By | Published on Monday 19 April 2021

Billy McFarland

Fyre Festival founder Billy McFarland has been transferred to a new prison, following several months in solitary confinement as a result of his involvement with a podcast about the failed event.

McFarland’s attorney, Jason Russo, tells Business Insider that McFarland has “got his freedom back” after a long spell in solitary confinement. Russo adds that he doesn’t feel that his client’s recent extra punishment was justified.

“It was punitive”, he says of the way prison authorities responded to the podcast. “At first, they said he violated rules by speaking to the media – [but] there is no such rule. Then they accused him of doing three-way calls, which you’re not allowed to do – but these were not three-way calls”.

Another complaint from the authorities related to photographs taken in prison and shared on an Instagram account purporting to be run “by Billy’s team”. But, says Russo: “Every picture that was sent out was taken with a commissary camera and approved to be distributed”.
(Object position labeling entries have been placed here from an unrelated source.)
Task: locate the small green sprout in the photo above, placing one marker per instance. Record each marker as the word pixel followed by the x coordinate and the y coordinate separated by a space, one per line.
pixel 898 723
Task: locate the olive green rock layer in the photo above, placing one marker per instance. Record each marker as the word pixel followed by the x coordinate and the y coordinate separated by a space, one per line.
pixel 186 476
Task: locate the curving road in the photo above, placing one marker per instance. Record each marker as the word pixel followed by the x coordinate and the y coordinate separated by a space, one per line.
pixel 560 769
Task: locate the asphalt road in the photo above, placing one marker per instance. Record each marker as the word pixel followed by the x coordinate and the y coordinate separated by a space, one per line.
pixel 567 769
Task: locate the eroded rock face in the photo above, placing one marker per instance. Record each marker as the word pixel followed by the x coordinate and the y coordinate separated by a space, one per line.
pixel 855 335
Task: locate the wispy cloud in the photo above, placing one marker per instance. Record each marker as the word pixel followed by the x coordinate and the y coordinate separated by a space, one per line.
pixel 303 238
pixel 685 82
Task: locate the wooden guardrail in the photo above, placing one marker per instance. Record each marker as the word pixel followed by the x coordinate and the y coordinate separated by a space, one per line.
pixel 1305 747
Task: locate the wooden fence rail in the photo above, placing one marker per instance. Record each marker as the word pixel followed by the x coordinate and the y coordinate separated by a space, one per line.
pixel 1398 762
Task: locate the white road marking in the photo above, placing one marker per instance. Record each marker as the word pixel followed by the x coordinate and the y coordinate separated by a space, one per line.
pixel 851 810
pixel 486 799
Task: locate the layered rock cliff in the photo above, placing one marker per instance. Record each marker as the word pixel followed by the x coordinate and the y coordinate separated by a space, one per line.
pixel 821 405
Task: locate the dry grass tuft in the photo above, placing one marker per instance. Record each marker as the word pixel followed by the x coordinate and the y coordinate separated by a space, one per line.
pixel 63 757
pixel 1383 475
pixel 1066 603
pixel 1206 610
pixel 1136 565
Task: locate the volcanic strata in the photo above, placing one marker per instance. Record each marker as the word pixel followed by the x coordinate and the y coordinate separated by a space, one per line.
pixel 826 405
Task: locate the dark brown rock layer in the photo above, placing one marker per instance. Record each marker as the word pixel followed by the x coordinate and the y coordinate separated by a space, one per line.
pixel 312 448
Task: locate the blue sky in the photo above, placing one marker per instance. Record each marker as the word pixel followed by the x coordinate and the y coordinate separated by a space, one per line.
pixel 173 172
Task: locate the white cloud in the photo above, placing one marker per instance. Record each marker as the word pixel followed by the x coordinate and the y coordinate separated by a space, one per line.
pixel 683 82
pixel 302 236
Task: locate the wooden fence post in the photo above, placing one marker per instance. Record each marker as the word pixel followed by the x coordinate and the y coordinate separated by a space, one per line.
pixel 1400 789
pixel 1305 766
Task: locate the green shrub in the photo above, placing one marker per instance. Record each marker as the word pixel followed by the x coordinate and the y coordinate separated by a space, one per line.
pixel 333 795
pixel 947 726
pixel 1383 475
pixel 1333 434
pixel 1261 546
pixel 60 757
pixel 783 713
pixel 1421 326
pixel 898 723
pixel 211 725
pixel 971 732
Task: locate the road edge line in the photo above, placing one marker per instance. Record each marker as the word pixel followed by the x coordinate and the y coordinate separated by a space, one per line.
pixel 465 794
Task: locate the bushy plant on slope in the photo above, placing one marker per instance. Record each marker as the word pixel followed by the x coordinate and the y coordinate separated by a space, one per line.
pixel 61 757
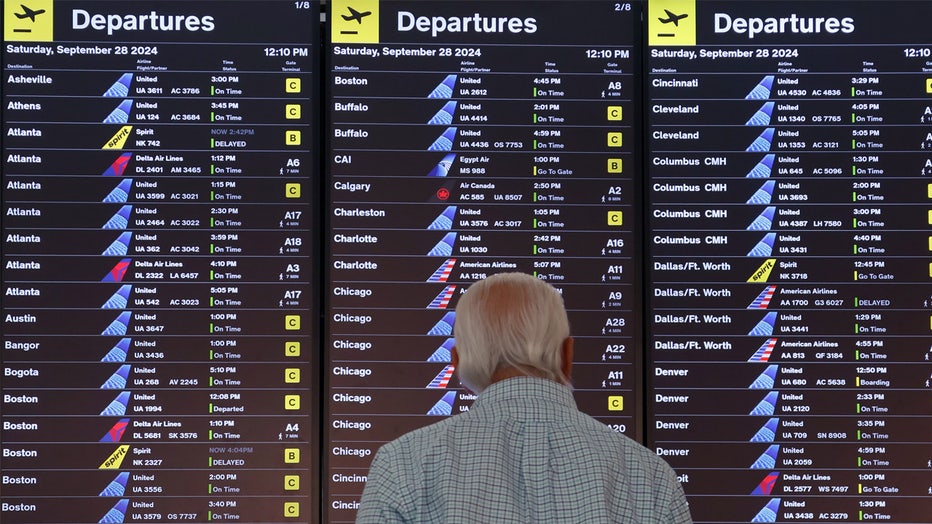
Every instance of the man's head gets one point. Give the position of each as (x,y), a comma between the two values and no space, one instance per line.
(511,324)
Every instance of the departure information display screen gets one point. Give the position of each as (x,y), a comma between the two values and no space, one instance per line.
(467,139)
(790,241)
(159,323)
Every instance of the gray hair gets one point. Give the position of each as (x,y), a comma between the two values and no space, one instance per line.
(510,320)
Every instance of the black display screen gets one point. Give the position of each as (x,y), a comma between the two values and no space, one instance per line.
(467,139)
(790,247)
(159,319)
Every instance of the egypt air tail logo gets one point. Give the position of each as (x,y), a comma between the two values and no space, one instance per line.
(28,20)
(116,458)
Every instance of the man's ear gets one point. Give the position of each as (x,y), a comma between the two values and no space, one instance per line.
(566,355)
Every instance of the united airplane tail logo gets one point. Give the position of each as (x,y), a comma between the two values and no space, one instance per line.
(762,116)
(120,115)
(444,89)
(442,379)
(118,272)
(769,512)
(117,408)
(116,432)
(763,168)
(442,300)
(118,379)
(117,486)
(766,379)
(764,328)
(117,513)
(764,351)
(444,248)
(443,167)
(444,221)
(118,167)
(443,353)
(444,117)
(762,143)
(767,406)
(444,142)
(119,326)
(767,432)
(762,90)
(119,299)
(763,300)
(444,326)
(767,459)
(764,221)
(118,352)
(764,248)
(766,486)
(444,406)
(764,195)
(120,246)
(120,219)
(443,272)
(120,88)
(120,193)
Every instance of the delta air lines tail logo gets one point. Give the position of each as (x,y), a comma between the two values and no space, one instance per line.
(28,21)
(354,21)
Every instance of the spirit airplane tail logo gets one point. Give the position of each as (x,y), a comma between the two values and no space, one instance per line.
(444,117)
(443,354)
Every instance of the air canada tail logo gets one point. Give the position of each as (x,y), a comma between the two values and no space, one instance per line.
(671,22)
(116,458)
(28,21)
(355,21)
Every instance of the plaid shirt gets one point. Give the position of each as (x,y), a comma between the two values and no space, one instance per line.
(522,453)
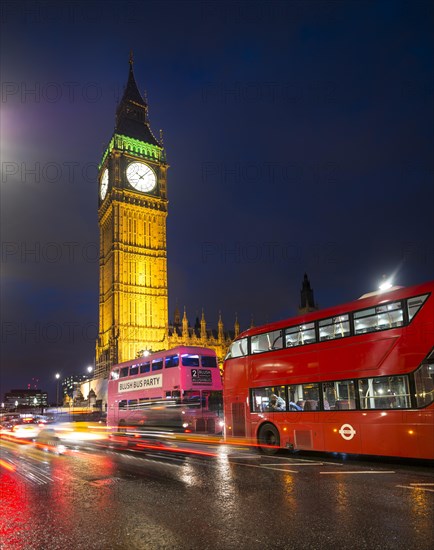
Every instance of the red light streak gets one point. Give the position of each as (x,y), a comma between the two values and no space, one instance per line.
(7,466)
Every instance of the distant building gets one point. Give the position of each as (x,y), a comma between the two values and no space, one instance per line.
(25,399)
(307,301)
(71,385)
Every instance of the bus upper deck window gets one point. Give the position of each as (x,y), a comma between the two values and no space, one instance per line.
(189,360)
(209,361)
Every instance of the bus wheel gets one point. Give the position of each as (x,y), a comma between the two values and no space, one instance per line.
(268,439)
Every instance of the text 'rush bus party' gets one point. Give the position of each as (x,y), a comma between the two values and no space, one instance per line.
(179,390)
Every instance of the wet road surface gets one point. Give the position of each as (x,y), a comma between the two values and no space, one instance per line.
(227,497)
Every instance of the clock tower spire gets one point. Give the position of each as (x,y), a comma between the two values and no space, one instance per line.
(132,211)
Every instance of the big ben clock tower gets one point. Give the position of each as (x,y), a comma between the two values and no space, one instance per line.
(133,308)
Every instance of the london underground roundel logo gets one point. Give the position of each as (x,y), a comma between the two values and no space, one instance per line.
(347,431)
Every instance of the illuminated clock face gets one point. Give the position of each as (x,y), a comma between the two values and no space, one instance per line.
(104,184)
(141,177)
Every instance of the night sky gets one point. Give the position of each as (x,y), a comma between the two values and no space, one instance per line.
(299,137)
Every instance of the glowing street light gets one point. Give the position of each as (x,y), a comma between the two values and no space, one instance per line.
(57,375)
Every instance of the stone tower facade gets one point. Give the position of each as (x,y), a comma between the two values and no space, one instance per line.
(132,211)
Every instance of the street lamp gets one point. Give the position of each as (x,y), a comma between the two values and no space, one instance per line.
(57,375)
(89,370)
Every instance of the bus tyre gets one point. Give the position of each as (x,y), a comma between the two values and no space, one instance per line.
(268,439)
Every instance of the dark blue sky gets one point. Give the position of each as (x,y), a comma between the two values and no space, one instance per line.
(299,135)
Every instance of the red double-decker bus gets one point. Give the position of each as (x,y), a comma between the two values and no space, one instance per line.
(357,379)
(178,389)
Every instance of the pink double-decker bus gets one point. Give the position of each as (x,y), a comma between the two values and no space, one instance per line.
(178,389)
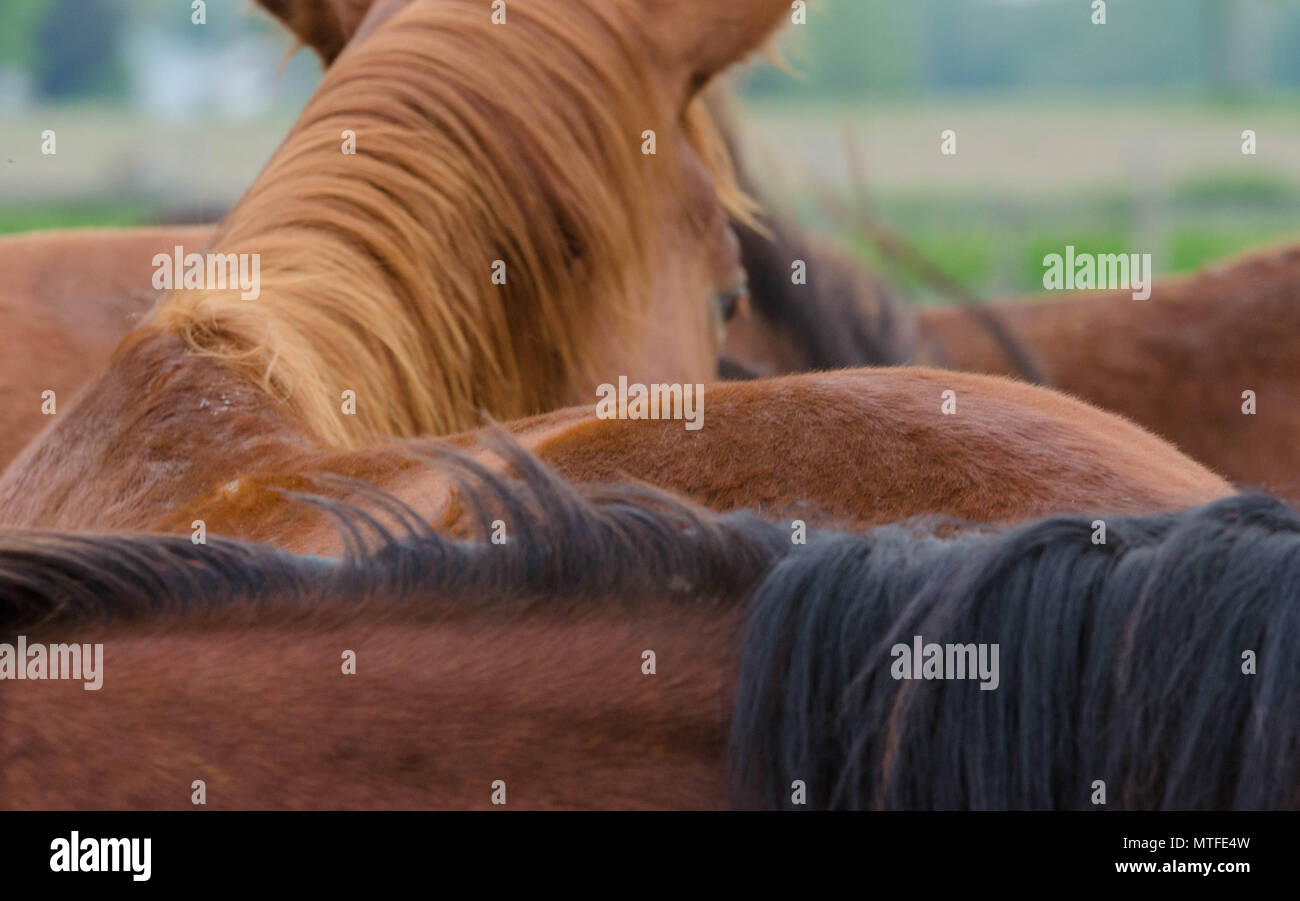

In the end, says Russo, all but one of the charges made against his client in relation to the podcast were dropped. McFarland remains accused of breaking a rule that forbids prisoners from sharing commissary funds. Initially, he was placed in solitary confinement for 90 days, but this was apparently extended until his transfer – from FCI Elkton prison in Lisbon, Ohio to FTC Oklahoma City – was approved.

The podcast, ‘Dumpster Fyre’, was launched in October last year but ran out of steam after eight episodes as McFarland was no longer able to contribute – he having been placed in solitary confinement following the publication of a trailer for the show.

Although the podcast also spoke to various other people involved with Fyre Festival, its big selling point was that it would tell McFarland’s side of the story, which he claims has not been properly represented in the two documentaries made about the failed event.

Fyre Festival, of course, was billed as a luxury experience in the Bahamas. However, when ticketholders arrived at the festival in April 2017, they found that the infrastructure for even a basic event was not in place. The whole thing then shut down before it even properly started.

McFarland was subsequently convicted of defrauding his investors in 2018 and is now serving a six year sentence. He was also ordered to repay $26 million to the investors who he defrauded – and the aim of ‘Dumpster Fyre’ was, in part, to raise some of the money required to do that.

This latest stint in solitary confinement was not McFarland’s first. He previously spent three months locked up alone after being found with a flash drive – an item inmates are not allowed to possess. He was apparently using the drive to store a book he was writing about the Fyre Festival.

In the first episode of ‘Dumpster Fyre’, McFarland said that it was during that time that he realised just how “stupid and idiotic” the actions that had landed him in prison had been, leaving him wanting to dedicate himself to “helping those I hurt and helping those I let down”.

He also seemingly hit upon the idea of launching a podcast with the help of outside collaborators, instead of continuing to work on a book saved on a contraband USB stick.

In the end, the podcast shared very little information of interest, despite some lengthy interviews with McFarland and others. McFarland also used it to launch a line of merch based on his own prison uniform. It’s not clear if there will be an attempt to relaunch the show now that he is able to communicate with the outside world again, or if he’s had another solitary revelation.